This is a very ordinary story with no particular punchline.
It started seven weeks ago when I made an appointment to see the doctor. I saw the doctor last week at our local health clinic. I live in Portugal and have finally got to the point when I understand most of what I hear, and can respond appropriately without too much stuttering. Except this time, because the doctor was Spanish, and spoke very fast indeed (in Spanish). I managed to convey my problems adequately and answer her questions. I just barely managed to catch the gist of what she said to me in response to mine. The consultation was successful in that one of the pieces of paper was a referral on a computer-generated form to somewhere in the next town where I was to have a scan of my gynaecological bits. I am careful to read through the form and check that it is indeed in my name, and my patient number is correct. I also pore over the words describing what parts of me exactly are going to be scrutinised. I think I have done the necessary.
The appointment is duly made for 15:30 on All Saints Day, which was a public holiday last year, but is no longer. I arrive and check myself in (with a bladder fits to bursting, as instructed). My form is examined. Guess what? The little box which says “male” has been checked – and not the correct one in my case, “female”. For a scan of the uterus.
I tell the woman at the counter that I am somewhat perplexed, as during the consultation with the aforementioned Spanish doctor, she listened to my breathing, and my heart. Perhaps when she did so, she did not notice that I was female on account of my small breasts? I have the nurse in stitches. She is lucky that her bladder is not as full as mine.
Nevertheless, the form is problematic because it states that I am male. I am permitted to have the scan, but before I collect the scan results next week, I have to visit the health centre in my village and ask for a new form to be issued which states my gender correctly.) What a lovely time-consuming chore that will be!
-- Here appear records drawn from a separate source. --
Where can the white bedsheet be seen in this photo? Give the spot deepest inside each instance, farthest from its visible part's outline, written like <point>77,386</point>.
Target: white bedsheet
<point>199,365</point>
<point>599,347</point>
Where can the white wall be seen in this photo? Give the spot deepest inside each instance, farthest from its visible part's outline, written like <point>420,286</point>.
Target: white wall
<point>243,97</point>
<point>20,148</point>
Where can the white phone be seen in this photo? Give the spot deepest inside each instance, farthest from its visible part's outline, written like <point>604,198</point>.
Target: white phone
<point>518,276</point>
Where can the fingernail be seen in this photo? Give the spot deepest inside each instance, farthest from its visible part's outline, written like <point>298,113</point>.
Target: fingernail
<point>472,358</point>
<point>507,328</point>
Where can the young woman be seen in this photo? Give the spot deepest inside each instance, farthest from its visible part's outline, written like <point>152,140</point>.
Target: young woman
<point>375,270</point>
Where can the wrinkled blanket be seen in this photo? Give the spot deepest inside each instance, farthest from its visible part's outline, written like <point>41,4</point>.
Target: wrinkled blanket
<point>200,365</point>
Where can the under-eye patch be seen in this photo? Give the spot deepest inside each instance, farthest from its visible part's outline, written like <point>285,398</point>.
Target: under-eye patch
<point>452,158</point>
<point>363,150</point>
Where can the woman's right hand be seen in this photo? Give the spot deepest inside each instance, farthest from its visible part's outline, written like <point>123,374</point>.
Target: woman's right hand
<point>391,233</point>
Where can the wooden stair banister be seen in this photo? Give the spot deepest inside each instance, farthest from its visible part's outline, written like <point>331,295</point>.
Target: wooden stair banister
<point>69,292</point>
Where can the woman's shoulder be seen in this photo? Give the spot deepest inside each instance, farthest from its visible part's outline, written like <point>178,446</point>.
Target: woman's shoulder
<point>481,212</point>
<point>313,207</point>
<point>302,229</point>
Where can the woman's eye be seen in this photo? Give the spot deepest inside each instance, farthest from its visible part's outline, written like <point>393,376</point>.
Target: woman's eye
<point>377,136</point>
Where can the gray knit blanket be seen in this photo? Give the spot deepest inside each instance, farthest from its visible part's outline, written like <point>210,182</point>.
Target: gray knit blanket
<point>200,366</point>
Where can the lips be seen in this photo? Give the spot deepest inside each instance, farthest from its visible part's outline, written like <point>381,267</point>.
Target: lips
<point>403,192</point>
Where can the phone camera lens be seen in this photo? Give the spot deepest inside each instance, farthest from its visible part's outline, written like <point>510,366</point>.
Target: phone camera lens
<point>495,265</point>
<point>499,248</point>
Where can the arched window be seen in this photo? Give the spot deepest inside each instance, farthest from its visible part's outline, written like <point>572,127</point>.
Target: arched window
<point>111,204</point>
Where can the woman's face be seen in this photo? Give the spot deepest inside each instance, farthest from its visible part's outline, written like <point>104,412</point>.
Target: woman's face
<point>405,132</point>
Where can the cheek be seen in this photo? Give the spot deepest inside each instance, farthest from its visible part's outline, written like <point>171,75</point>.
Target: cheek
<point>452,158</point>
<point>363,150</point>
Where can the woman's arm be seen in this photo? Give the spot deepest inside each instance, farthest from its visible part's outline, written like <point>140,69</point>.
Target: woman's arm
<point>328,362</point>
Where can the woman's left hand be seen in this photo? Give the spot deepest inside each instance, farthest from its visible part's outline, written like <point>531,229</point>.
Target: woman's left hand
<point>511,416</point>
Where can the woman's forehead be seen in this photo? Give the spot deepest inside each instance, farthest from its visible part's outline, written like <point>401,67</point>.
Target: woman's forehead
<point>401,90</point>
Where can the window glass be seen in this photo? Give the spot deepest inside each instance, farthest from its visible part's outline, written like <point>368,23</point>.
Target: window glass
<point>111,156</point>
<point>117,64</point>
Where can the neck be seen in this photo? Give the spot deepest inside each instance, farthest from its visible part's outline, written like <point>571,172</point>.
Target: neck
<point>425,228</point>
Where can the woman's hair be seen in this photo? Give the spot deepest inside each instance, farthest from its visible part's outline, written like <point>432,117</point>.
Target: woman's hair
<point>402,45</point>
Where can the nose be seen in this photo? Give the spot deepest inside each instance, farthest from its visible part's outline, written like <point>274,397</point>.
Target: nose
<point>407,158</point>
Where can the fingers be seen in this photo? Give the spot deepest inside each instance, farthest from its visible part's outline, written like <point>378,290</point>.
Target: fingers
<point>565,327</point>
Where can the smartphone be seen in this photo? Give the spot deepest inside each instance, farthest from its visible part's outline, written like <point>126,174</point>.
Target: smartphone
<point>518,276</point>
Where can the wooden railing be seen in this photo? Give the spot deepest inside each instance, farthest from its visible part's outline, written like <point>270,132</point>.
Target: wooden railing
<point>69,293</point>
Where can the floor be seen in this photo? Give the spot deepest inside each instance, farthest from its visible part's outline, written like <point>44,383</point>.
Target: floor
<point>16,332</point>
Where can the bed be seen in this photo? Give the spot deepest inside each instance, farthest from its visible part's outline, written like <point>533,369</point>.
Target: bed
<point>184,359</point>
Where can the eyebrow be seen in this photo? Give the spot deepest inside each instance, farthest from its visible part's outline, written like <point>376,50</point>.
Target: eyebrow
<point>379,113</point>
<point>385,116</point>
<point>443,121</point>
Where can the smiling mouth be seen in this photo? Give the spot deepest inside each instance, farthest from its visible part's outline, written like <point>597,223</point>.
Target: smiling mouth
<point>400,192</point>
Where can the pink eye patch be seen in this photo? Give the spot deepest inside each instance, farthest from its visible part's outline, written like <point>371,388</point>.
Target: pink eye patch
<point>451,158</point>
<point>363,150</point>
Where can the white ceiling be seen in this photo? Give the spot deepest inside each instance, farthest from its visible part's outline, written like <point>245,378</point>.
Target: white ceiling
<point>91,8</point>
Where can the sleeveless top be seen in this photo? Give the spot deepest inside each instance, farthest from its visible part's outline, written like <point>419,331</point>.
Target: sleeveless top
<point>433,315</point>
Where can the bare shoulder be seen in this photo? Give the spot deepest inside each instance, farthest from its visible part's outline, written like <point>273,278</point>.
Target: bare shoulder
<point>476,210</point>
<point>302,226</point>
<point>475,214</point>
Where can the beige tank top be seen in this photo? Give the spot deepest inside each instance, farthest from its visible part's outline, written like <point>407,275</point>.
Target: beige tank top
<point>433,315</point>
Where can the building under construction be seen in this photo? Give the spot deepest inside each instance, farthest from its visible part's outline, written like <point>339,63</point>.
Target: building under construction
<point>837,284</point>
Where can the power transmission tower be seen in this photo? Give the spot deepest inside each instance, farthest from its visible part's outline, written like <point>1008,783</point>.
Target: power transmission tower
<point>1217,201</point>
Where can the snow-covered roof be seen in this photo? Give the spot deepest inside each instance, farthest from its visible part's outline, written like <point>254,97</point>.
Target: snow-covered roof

I really do not mind if the partially blind, or the truly unobservant, or people who are vastly culturally different from me mistake me for male – although I fail to understand why this happens. But this time really took the biscuit. The doctor had her stethoscope on my chest, for goodness’ sake. Oh, and I defy any male to cross his legs the way I do, with one leg wrapped entirely around the other for as long as I did in that consultation.
I suppose the moral of the story is that one should always read the fine print before one leaves the building – and ensure one consults a doctor who is also good at clicking the mouse in the correct box.
Post script: I discover today that I can blame the computer for the above gross anomaly. Apparently, based on one’s name, the computer automatically assign’s one a gender . That makes me feel so much more like a woman!